12. File format validation, FASTQ example¶
12.1. Main Objectives¶
The main purpose of this recipe is to:
provide a FASTQ file validation solution
propose a general file validation workflow.
12.2. Graphical Overview¶
12.3. User Stories¶
The table below lists common file validation use cases. This recipe provides solutions with FASTQ files 1 as an example.
As a .. |
I want to .. |
So that I can .. |
---|---|---|
Data owner |
Validate my sequencing files before depositing to public archives |
Reduce the risk of submitting invalid files or submission rejection |
Data consumer |
Validate files before running analysis |
Avoid wasting time and resource processing corrupted files |
Data consumer |
Integrate file format validation into my data process pipeline |
Build a more reproducible and error-proof pipeline |
Data librarian |
Check files downloaded from unknown sources before deposition |
Ensure the file is usable in the future. |
12.4. Capability & Maturity Table¶
Capability |
Initial Maturity Level |
Final Maturity Level |
---|---|---|
Interoperability |
minimal |
repeatable |
12.5. FAIRification Objectives, Inputs and Outputs¶
Actions.Objectives.Tasks |
Input |
Output |
---|---|---|
Validation results |
12.6. Table of Data Standards¶
Data Formats |
Terminologies |
Models |
---|---|---|
FASTQ is the de facto sequencing file format and one of the most common file formats in bioinformatics analysis 2, 4. Researchers receive FASTQ files from various sources. These files are used intensively in automated bioinformatics analysis pipelines. Therefore, it is important to validate FASTQ files to improve the data reusability and build error-proof data analysis processes.

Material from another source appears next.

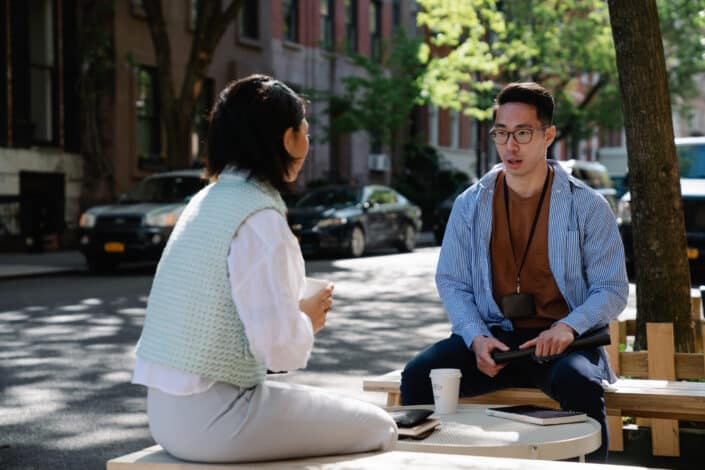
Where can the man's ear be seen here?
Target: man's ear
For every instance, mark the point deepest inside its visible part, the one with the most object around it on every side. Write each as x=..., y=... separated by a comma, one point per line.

FASTQ validators detect truncated reads, base calls and quality score mismatches, invalid encoding, etc. For paired-end reads, they also check if the forward reads match with the reverse reads. Most validators can process different FASTQ variants automatically and handle compressed FASTQ files.
FASTQ-utils is an open-source software to validate and process FASTQ files. It has been applied in the European Nucleotide Archive(ENA), and several research initiatives.
This recipe provides an example of validating FASTQ files with FASTQ-utils on MacOS and Linux machines.
Warning
⚠️ Quality control is out of the scope of file format validation.
12.6.1. Requirements¶
The users are expected to be comfortable with Unix-based OS and basic Bash programming syntax and commands.
Software |
Description |
Version |
---|---|---|
Package manager for installing validators |
4.8.3 |
|
FASTQ validator |
0.23.0 |
|
File downloader |
1.19.4 |
12.6.2. Step 1: Install fastq-utils¶
The command below installs fastq-utils via Conda. It is also possible to install fastq-utils from the source code 3.
conda install -c bioconda fastq_utils
12.6.3. Step 2: Get example file for testing*¶
Note
Users can skip this step and test with their own files._
In this step, we download example FASTQ files from ENA for testing. The first example file is a single read file, the other ones are paired-end read files.
Example 1: Get single read FASTQ file
The command below downloads an Ion Torrent S5 fastq file from ENA. This file is the whole genome sequencing file of SARS-CoV-2. The complete file is 192Mb.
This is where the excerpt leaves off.